2. Any person claiming against the bond or deposit may bring an action in a court of competent jurisdiction on the bond or against the Board on the deposit for the amount of damage the person has suffered to the extent covered by the bond or deposit.
NRS 624.630. The interest provision provides:
Any money which is payable to a prime contractor, higher-tiered contractor or lower-tiered subcontractor pursuant to NRS 624.609, 624.610, 624.620, 624.624, 624.626 or 624.628 accrues interest from the time it becomes due at a rate equal to the higher of:
1. The rate agreed upon in the agreement between the parties; or
2. The rate equal to the prime rate at the largest bank in this State, as determined by the Commissioner of Financial Institutions on January 1 or July 1, as the case may be, immediately preceding:
(a) The time at which the agreement was signed; or
(b) If the agreement was oral, the time at which the terms of the agreement were agreed to by the parties, plus 4 percent until the date of payment.

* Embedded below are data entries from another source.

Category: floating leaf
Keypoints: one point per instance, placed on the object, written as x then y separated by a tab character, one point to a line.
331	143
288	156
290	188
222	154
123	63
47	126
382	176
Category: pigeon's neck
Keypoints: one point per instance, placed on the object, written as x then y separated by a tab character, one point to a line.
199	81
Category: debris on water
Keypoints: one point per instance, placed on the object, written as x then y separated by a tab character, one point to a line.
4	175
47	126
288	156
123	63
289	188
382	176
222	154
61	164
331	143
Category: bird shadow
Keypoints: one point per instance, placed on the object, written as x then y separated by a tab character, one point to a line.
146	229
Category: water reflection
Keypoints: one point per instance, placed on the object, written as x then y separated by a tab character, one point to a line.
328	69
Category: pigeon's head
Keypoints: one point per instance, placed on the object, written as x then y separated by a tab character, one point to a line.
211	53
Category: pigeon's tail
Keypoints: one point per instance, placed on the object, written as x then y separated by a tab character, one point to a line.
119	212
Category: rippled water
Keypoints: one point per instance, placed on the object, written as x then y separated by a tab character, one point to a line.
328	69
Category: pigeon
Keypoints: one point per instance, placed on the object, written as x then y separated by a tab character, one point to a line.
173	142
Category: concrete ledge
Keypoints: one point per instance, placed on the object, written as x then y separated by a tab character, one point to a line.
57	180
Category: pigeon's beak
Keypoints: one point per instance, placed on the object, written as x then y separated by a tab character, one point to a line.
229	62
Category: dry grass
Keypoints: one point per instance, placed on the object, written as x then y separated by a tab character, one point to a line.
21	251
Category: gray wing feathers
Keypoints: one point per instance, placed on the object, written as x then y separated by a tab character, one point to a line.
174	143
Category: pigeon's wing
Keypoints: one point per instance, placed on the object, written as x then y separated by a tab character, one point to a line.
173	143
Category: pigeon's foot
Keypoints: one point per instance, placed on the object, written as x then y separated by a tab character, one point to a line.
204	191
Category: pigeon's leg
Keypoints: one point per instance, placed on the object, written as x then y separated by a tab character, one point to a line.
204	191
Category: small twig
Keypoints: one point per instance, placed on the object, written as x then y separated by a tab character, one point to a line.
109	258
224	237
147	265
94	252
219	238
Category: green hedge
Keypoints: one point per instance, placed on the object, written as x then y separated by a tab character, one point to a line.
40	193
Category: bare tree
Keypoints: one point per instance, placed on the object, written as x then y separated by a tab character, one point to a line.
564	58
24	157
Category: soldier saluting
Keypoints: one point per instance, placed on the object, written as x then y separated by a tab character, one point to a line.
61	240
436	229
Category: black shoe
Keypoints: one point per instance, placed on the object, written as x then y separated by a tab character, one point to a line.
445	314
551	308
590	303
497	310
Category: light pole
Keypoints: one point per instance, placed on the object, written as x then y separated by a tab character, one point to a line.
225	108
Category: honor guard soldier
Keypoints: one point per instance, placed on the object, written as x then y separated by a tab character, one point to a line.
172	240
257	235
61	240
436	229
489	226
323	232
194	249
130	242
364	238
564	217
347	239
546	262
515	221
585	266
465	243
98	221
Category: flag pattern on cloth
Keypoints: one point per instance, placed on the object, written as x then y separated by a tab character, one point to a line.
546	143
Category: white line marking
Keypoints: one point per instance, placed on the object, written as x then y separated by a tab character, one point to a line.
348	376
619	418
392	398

Here are the applicable provisions of the mechanic’s lien statute:
1. The court shall award to a prevailing lien claimant, whether on its lien or on a surety bond, the lienable amount found due to the lien claimant by the court and the cost of preparing and recording the notice of lien, including, without limitation, attorney’s fees, if any, and interest. The court shall also award to the prevailing lien claimant, whether on its lien or on a surety bond, the costs of the proceedings, including, without limitation, reasonable attorney’s fees, the costs for representation of the lien claimant in the proceedings, and any other amounts as the court may find to be justly due and owing to the lien claimant.
2. The court shall calculate interest for purposes of subsection 1 based upon:
(a) The rate of interest agreed upon in the lien claimant’s contract; or
(b) If a rate of interest is not provided in the lien claimant’s contract, interest at a rate equal to the prime rate at the largest bank in Nevada, as ascertained by the Commissioner of Financial Institutions, on January 1 or July 1, as the case may be, immediately preceding the date of judgment, plus 4 percent, on the amount of the lien found payable. The rate of interest must be adjusted accordingly on each January 1 and July 1 thereafter until the amount of the lien is paid. Interest is payable from the date on which the payment is found to have been due, as determined by the court.
3. If the lien claim is not upheld, the court may award costs and reasonable attorney’s fees to the owner or other person defending against the lien claim if the court finds that the notice of lien was pursued by the lien claimant without a reasonable basis in law or fact. (Emphasis added).